🤖 AI Summary
Long-video understanding faces a critical challenge in efficiently retrieving key frames—specifically, precisely localizing 1–5 query-relevant frames within tens of thousands of video frames. To formalize this, we introduce the “Long-Video Haystack” (LV-Haystack) problem paradigm. Method: We construct the first fine-grained temporal retrieval benchmark, LV-Haystack, and propose T*, a lightweight framework that pioneers the adaptation of image-level visual grounding capabilities to temporal search. T* introduces adaptive spatiotemporal scaling and sparse key-frame sampling to enable efficient, high-precision localization. Contribution/Results: On LV-Haystack, T* achieves significant gains in temporal F1, establishing new state-of-the-art performance. Under a strict 32-frame budget on LongVideoBench XL, T* boosts accuracy by 2.6% for GPT-4o and 5.9% for LLaVA-OneVision-72B. These results validate the effectiveness and generalizability of our cross-modal spatiotemporal grounding paradigm for long-video understanding.
📝 Abstract
Efficient understanding of long-form videos remains a significant challenge in computer vision. In this work, we revisit temporal search paradigms for long-form video understanding, studying a fundamental issue pertaining to all state-of-the-art (SOTA) long-context vision-language models (VLMs). In particular, our contributions are two-fold: First, we formulate temporal search as a Long Video Haystack problem, i.e., finding a minimal set of relevant frames (typically one to five) among tens of thousands of frames from real-world long videos given specific queries.

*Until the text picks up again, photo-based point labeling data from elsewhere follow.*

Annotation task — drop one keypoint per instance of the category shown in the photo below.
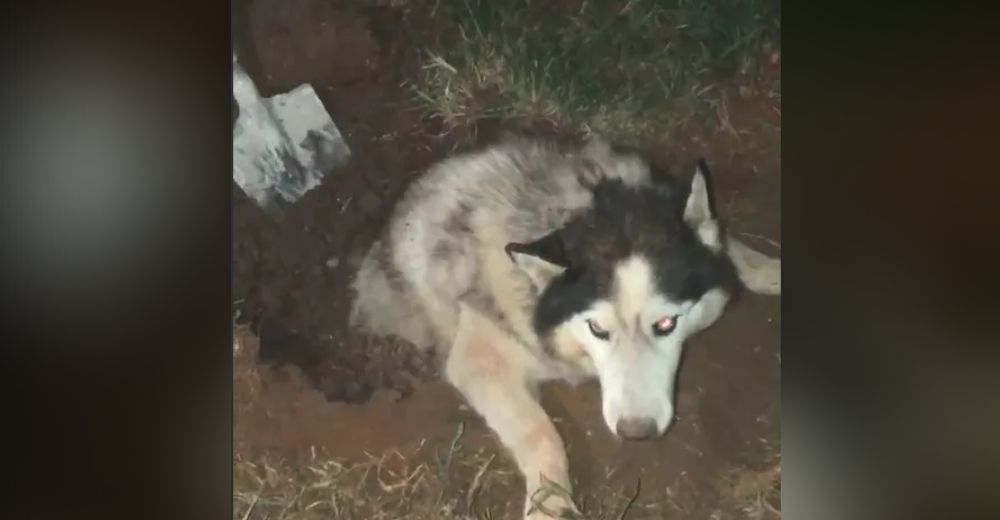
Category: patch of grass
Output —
(634, 71)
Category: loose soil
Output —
(304, 382)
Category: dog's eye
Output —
(664, 325)
(597, 331)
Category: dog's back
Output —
(445, 241)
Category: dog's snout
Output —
(636, 429)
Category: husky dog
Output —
(530, 261)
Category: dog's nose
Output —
(636, 429)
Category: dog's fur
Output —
(529, 261)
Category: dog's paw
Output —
(546, 504)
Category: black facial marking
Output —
(549, 248)
(625, 221)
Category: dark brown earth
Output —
(349, 395)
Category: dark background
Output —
(120, 405)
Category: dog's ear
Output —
(699, 210)
(541, 260)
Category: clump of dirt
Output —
(304, 41)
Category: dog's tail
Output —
(758, 272)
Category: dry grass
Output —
(446, 484)
(634, 71)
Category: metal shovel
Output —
(283, 145)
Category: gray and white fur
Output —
(528, 261)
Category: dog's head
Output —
(625, 283)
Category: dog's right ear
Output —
(541, 260)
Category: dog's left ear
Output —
(541, 260)
(699, 212)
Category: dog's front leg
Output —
(490, 369)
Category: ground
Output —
(331, 424)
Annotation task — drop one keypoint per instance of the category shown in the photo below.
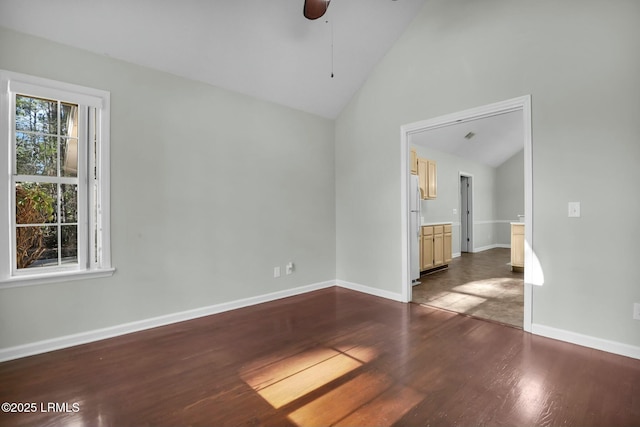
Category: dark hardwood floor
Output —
(478, 284)
(330, 357)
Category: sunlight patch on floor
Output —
(372, 399)
(286, 380)
(490, 288)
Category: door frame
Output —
(522, 104)
(469, 227)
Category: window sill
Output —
(63, 276)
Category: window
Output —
(55, 161)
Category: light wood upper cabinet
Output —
(427, 177)
(413, 162)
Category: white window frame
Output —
(94, 249)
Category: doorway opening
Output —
(479, 232)
(466, 212)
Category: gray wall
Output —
(580, 62)
(485, 197)
(210, 191)
(509, 194)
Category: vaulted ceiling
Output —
(262, 48)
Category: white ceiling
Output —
(497, 138)
(263, 48)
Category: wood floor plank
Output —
(331, 357)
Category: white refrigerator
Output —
(414, 229)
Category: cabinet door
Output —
(447, 244)
(427, 248)
(438, 245)
(413, 162)
(432, 180)
(422, 176)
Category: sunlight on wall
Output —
(532, 273)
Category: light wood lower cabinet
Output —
(435, 248)
(517, 246)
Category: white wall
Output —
(484, 197)
(579, 61)
(210, 191)
(509, 195)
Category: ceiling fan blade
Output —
(314, 9)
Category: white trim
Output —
(494, 221)
(369, 290)
(587, 341)
(11, 84)
(44, 346)
(55, 277)
(522, 104)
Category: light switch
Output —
(574, 209)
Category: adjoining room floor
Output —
(479, 284)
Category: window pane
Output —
(69, 203)
(36, 203)
(69, 120)
(36, 246)
(69, 240)
(36, 154)
(36, 115)
(69, 156)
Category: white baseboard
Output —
(44, 346)
(369, 290)
(587, 341)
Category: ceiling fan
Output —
(314, 9)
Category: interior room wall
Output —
(210, 191)
(509, 195)
(579, 62)
(441, 208)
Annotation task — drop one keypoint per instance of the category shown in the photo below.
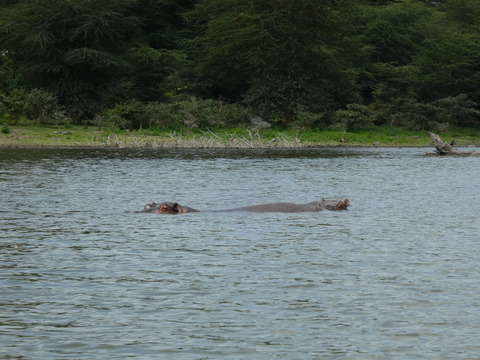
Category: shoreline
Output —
(82, 137)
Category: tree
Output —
(280, 56)
(75, 49)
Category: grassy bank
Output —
(83, 136)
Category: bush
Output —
(355, 117)
(190, 114)
(36, 104)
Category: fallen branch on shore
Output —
(443, 148)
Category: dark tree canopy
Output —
(389, 62)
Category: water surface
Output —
(395, 276)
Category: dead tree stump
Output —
(443, 148)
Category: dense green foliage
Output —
(344, 64)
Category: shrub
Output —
(355, 116)
(190, 114)
(36, 104)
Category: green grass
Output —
(91, 136)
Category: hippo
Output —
(292, 208)
(315, 206)
(166, 208)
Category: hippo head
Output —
(168, 208)
(341, 205)
(173, 208)
(150, 207)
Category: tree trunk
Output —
(443, 148)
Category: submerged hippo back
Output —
(281, 207)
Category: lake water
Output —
(395, 276)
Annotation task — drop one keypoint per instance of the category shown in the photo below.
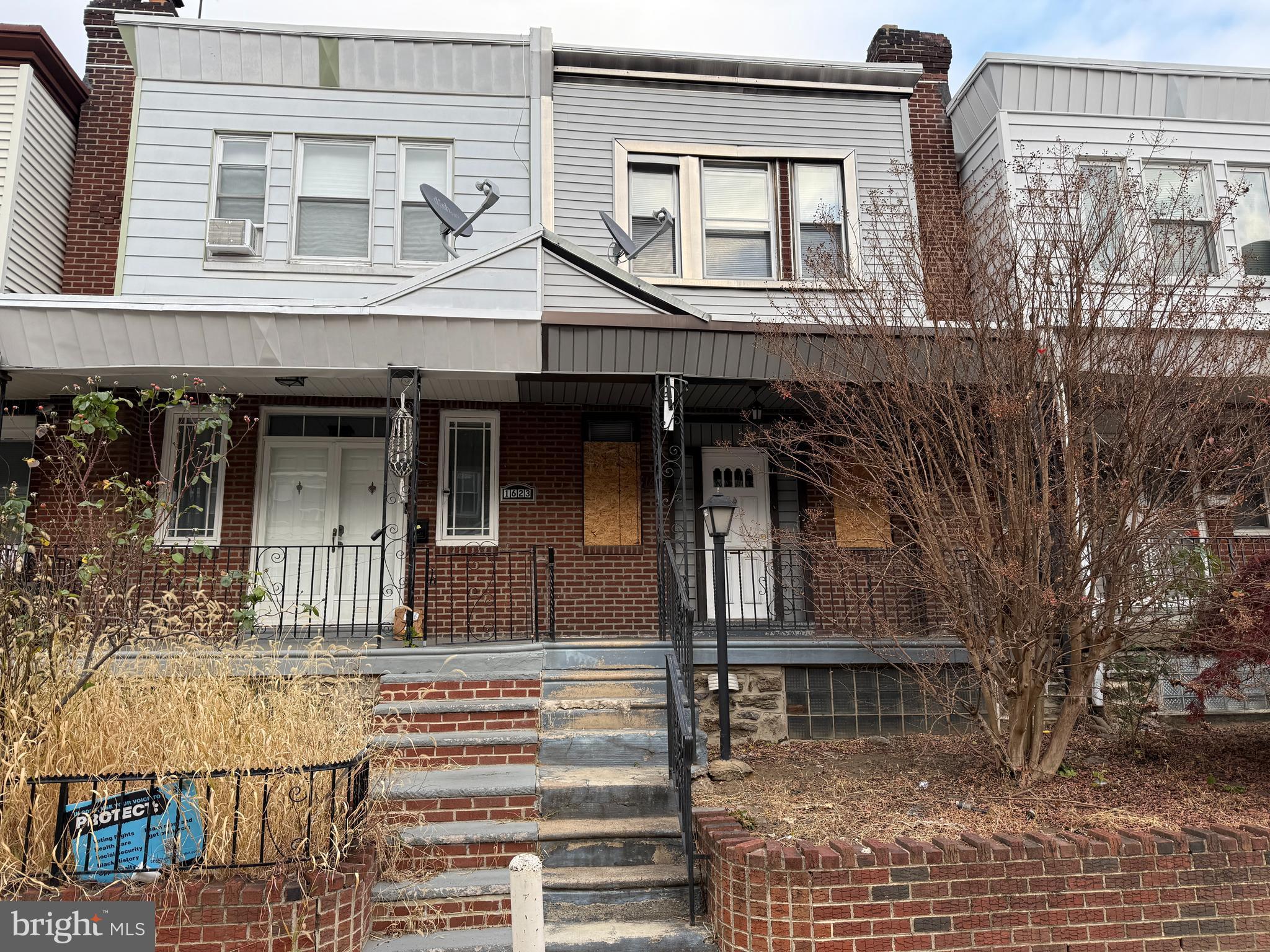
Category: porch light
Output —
(717, 513)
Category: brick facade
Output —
(318, 912)
(1103, 891)
(102, 150)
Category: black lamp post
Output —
(717, 514)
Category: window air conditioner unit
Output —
(231, 236)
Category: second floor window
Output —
(1253, 220)
(420, 229)
(818, 190)
(333, 202)
(1180, 218)
(242, 175)
(653, 188)
(737, 211)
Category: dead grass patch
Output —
(923, 786)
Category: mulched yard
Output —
(923, 786)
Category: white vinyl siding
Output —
(418, 227)
(818, 200)
(654, 187)
(738, 220)
(333, 202)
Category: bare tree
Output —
(1038, 391)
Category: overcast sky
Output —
(1223, 32)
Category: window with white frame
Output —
(468, 490)
(1253, 220)
(333, 200)
(419, 230)
(242, 178)
(1100, 211)
(195, 460)
(653, 187)
(818, 198)
(738, 220)
(1180, 216)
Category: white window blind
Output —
(333, 208)
(420, 229)
(1179, 218)
(653, 188)
(821, 238)
(1253, 220)
(738, 229)
(242, 178)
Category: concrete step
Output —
(602, 748)
(460, 748)
(611, 842)
(603, 714)
(574, 937)
(593, 792)
(574, 894)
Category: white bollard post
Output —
(527, 932)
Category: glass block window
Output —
(827, 703)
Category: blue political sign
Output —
(135, 831)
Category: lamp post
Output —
(717, 513)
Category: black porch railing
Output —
(479, 593)
(122, 824)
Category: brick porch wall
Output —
(1104, 891)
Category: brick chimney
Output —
(102, 150)
(935, 175)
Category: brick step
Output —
(470, 715)
(455, 899)
(463, 845)
(412, 687)
(459, 748)
(562, 937)
(499, 792)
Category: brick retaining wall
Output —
(1105, 891)
(324, 912)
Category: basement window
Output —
(827, 703)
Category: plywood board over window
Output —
(610, 494)
(860, 517)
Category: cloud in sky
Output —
(1220, 32)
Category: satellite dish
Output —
(624, 248)
(453, 219)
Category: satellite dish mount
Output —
(453, 220)
(624, 248)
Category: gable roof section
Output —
(534, 271)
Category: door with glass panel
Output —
(323, 503)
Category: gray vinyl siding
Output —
(588, 118)
(173, 165)
(38, 195)
(566, 288)
(196, 52)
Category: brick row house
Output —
(246, 208)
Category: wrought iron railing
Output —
(479, 593)
(681, 752)
(127, 824)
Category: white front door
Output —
(323, 501)
(747, 549)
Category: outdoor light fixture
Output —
(717, 513)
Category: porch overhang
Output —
(126, 337)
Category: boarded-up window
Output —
(860, 518)
(610, 494)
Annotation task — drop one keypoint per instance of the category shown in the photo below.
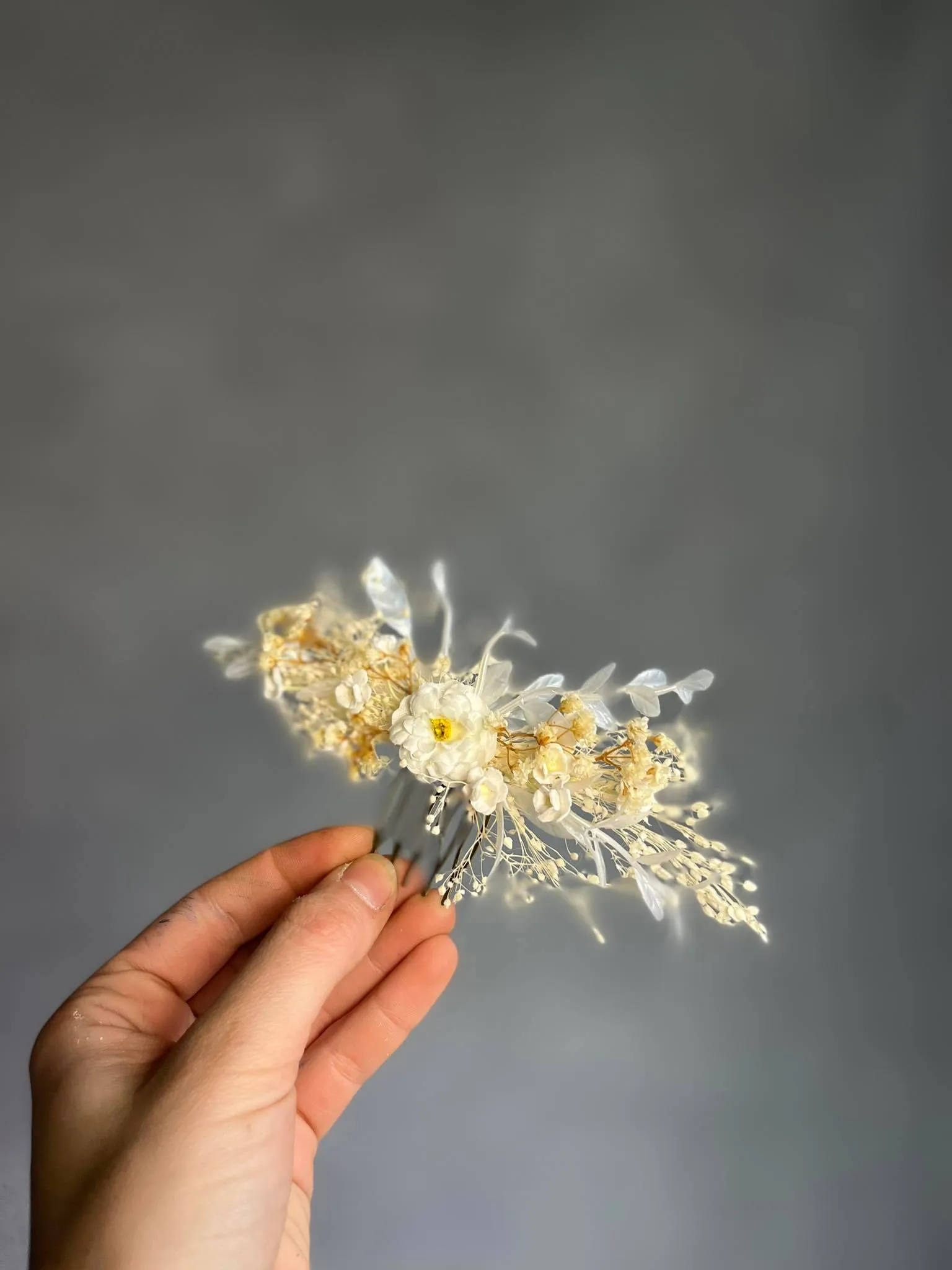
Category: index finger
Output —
(197, 936)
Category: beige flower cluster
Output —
(544, 783)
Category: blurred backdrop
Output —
(635, 314)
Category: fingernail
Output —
(372, 878)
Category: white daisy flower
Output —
(443, 732)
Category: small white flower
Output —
(355, 691)
(551, 803)
(552, 765)
(443, 732)
(487, 791)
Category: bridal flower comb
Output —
(541, 783)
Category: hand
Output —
(180, 1094)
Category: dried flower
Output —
(552, 765)
(487, 791)
(355, 691)
(551, 793)
(551, 803)
(443, 732)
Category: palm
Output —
(113, 1047)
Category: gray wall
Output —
(633, 314)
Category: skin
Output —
(182, 1091)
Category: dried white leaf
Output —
(692, 683)
(536, 710)
(644, 699)
(238, 657)
(649, 893)
(243, 665)
(387, 596)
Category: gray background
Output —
(633, 314)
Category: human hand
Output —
(182, 1091)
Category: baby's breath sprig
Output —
(544, 784)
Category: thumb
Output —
(263, 1019)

To validate our formulation, we create LV-Haystack, the first benchmark containing 3,874 human-annotated instances with fine-grained evaluation metrics for assessing keyframe search quality and computational efficiency. Experimental results on LV-Haystack highlight a significant research gap in temporal search capabilities, with SOTA keyframe selection methods achieving only 2.1% temporal F1 score on the LVBench subset. Next, inspired by visual search in images, we re-think temporal searching and propose a lightweight keyframe searching framework, T*, which casts the expensive temporal search as a spatial search problem. T* leverages superior visual localization capabilities typically used in images and introduces an adaptive zooming-in mechanism that operates across both temporal and spatial dimensions. Our extensive experiments show that when integrated with existing methods, T* significantly improves SOTA long-form video understanding performance. Specifically, under an inference budget of 32 frames, T* improves GPT-4o's performance from 50.5% to 53.1% and LLaVA-OneVision-72B's performance from 56.5% to 62.4% on LongVideoBench XL subset. Our PyTorch code, benchmark dataset and models are included in the Supplementary material.